Giovanni Ballarini, dal 1953 al 2003 è stato professore dell’Università degli Studi di Parma, nella quale è Professore Emerito. Dottor Honoris Causa dell’Università d’Atene (1996), Medaglia d’oro ai Benemeriti della Scuola, della Cultura e dell’Arte del Ministero della Pubblica Istruzione della Repubblica Italiana, è stato insignito dell’Orde du Mérite Agricole della Repubblica Francese.

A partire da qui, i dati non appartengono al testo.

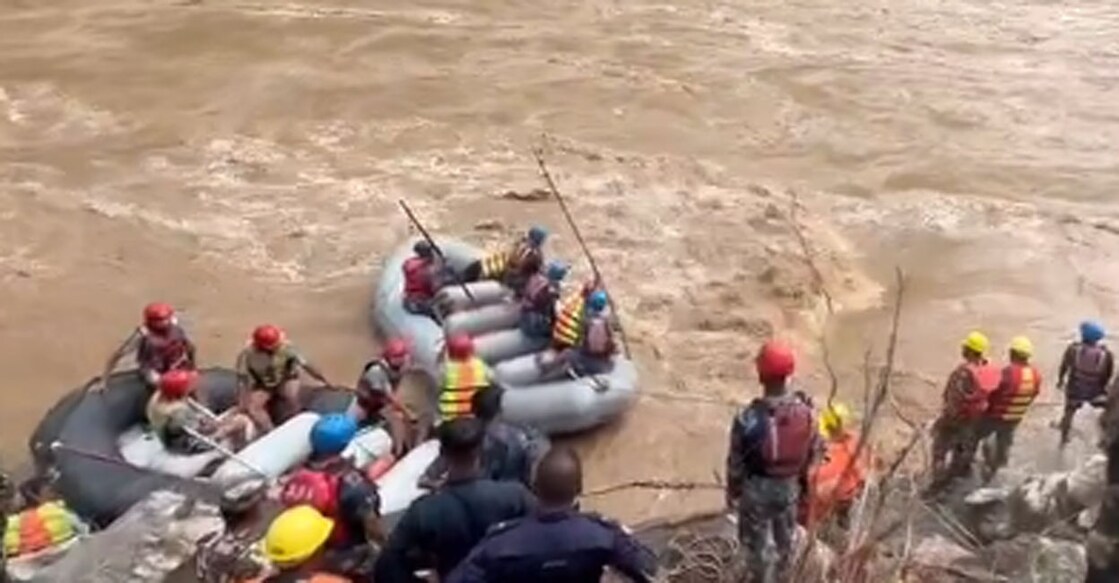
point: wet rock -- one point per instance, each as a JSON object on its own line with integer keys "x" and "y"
{"x": 149, "y": 542}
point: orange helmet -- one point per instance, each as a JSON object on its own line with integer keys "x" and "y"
{"x": 268, "y": 337}
{"x": 460, "y": 347}
{"x": 177, "y": 384}
{"x": 158, "y": 316}
{"x": 774, "y": 361}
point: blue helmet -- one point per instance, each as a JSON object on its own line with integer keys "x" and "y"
{"x": 598, "y": 301}
{"x": 331, "y": 433}
{"x": 536, "y": 235}
{"x": 1091, "y": 332}
{"x": 557, "y": 271}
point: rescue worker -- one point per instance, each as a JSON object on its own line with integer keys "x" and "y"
{"x": 556, "y": 544}
{"x": 538, "y": 303}
{"x": 463, "y": 374}
{"x": 1019, "y": 385}
{"x": 596, "y": 346}
{"x": 179, "y": 421}
{"x": 837, "y": 480}
{"x": 268, "y": 368}
{"x": 1084, "y": 374}
{"x": 772, "y": 444}
{"x": 957, "y": 430}
{"x": 232, "y": 555}
{"x": 376, "y": 392}
{"x": 294, "y": 544}
{"x": 160, "y": 345}
{"x": 423, "y": 276}
{"x": 513, "y": 265}
{"x": 45, "y": 522}
{"x": 340, "y": 491}
{"x": 509, "y": 451}
{"x": 439, "y": 529}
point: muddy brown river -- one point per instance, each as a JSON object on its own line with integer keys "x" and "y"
{"x": 244, "y": 159}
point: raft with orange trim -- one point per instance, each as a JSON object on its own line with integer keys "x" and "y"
{"x": 549, "y": 401}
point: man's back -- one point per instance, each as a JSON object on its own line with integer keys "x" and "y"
{"x": 555, "y": 547}
{"x": 439, "y": 529}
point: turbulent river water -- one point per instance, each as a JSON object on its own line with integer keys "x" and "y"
{"x": 243, "y": 160}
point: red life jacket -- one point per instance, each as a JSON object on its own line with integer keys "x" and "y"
{"x": 417, "y": 281}
{"x": 319, "y": 487}
{"x": 985, "y": 379}
{"x": 788, "y": 442}
{"x": 162, "y": 353}
{"x": 1013, "y": 398}
{"x": 598, "y": 339}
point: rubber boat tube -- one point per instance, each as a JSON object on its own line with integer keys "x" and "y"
{"x": 93, "y": 423}
{"x": 557, "y": 406}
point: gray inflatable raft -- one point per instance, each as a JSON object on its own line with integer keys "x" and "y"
{"x": 554, "y": 406}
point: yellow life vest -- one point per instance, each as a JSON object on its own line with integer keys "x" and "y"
{"x": 461, "y": 379}
{"x": 43, "y": 527}
{"x": 569, "y": 323}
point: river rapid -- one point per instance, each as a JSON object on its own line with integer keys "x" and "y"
{"x": 729, "y": 163}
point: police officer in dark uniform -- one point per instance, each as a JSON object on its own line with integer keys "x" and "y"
{"x": 439, "y": 529}
{"x": 557, "y": 543}
{"x": 509, "y": 451}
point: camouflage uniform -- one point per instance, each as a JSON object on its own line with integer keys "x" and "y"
{"x": 952, "y": 433}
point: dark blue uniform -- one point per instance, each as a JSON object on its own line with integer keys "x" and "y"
{"x": 560, "y": 546}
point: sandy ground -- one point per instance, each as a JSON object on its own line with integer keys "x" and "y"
{"x": 243, "y": 160}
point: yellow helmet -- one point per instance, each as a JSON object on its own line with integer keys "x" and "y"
{"x": 834, "y": 420}
{"x": 294, "y": 535}
{"x": 977, "y": 342}
{"x": 1022, "y": 346}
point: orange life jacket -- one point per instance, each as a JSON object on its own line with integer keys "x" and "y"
{"x": 1013, "y": 398}
{"x": 985, "y": 379}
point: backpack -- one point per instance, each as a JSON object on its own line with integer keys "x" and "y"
{"x": 787, "y": 441}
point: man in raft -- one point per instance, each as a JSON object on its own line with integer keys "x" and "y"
{"x": 424, "y": 274}
{"x": 538, "y": 301}
{"x": 376, "y": 392}
{"x": 1084, "y": 374}
{"x": 1007, "y": 405}
{"x": 179, "y": 420}
{"x": 295, "y": 545}
{"x": 160, "y": 345}
{"x": 269, "y": 368}
{"x": 956, "y": 431}
{"x": 772, "y": 443}
{"x": 341, "y": 492}
{"x": 513, "y": 265}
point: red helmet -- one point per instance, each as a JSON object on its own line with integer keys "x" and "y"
{"x": 460, "y": 347}
{"x": 774, "y": 361}
{"x": 177, "y": 384}
{"x": 395, "y": 351}
{"x": 268, "y": 337}
{"x": 158, "y": 316}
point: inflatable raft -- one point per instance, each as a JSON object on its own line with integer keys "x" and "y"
{"x": 554, "y": 406}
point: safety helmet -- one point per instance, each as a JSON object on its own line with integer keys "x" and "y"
{"x": 157, "y": 316}
{"x": 177, "y": 384}
{"x": 1091, "y": 331}
{"x": 396, "y": 351}
{"x": 537, "y": 235}
{"x": 422, "y": 248}
{"x": 331, "y": 434}
{"x": 295, "y": 535}
{"x": 598, "y": 301}
{"x": 834, "y": 420}
{"x": 1022, "y": 346}
{"x": 977, "y": 342}
{"x": 774, "y": 361}
{"x": 268, "y": 337}
{"x": 557, "y": 271}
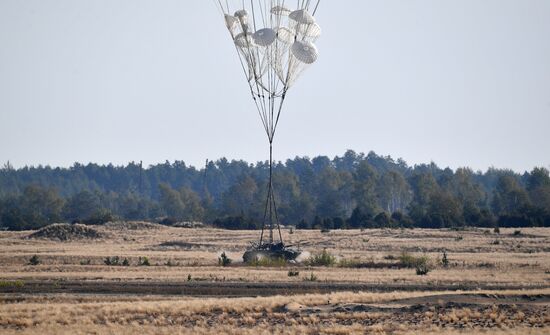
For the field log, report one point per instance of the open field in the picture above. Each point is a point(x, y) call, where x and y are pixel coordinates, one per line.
point(498, 283)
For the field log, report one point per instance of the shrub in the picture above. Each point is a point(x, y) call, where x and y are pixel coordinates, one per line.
point(444, 259)
point(422, 269)
point(311, 277)
point(223, 260)
point(322, 259)
point(349, 263)
point(34, 260)
point(170, 263)
point(293, 273)
point(409, 261)
point(143, 261)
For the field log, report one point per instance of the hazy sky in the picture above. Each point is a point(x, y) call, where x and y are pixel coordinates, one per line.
point(462, 83)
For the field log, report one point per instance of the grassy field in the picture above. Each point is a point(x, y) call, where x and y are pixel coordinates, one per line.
point(505, 281)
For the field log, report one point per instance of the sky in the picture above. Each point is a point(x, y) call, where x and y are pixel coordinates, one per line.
point(459, 83)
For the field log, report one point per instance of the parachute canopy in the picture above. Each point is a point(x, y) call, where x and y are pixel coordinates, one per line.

Premio Scanno – Università di Teramo per l’Alimentazione nel 2005, Premio Giovanni Rebora 2014, Premio Baldassarre Molossi Bancarella della Cucina 2014, Grand Prix de la Culture Gastronomique 2016 dell’Académie Internationale de la Gastronomie. 

Da solo e in collaborazione con numerosi allievi, diversi dei quali ricoprono cattedre universitarie, ha svolto un’intensa ricerca scientifica in numerosi campi, raggiungendo importanti e originali risultati, documentati da oltre novecento pubblicazioni e diversi libri. 

Da trenta anni la sua ricerca è indirizzata alla storia, antropologia e in particolare all’antropologia alimentare e anche con lo pseudonimo di John B. Dancer, ha pubblicato oltre quattrocento articoli e cinquanta libri, svolgendo un’intensa attività di divulgazione, collaborando con riviste italiane, quotidiani nazionali e partecipando a trasmissioni televisive. Socio di numerose Accademie Scientifiche è Presidente Onorario dell’Accademia Italiana della Cucina e già Vicepresidente della Académie Internationale de la Gastronomie.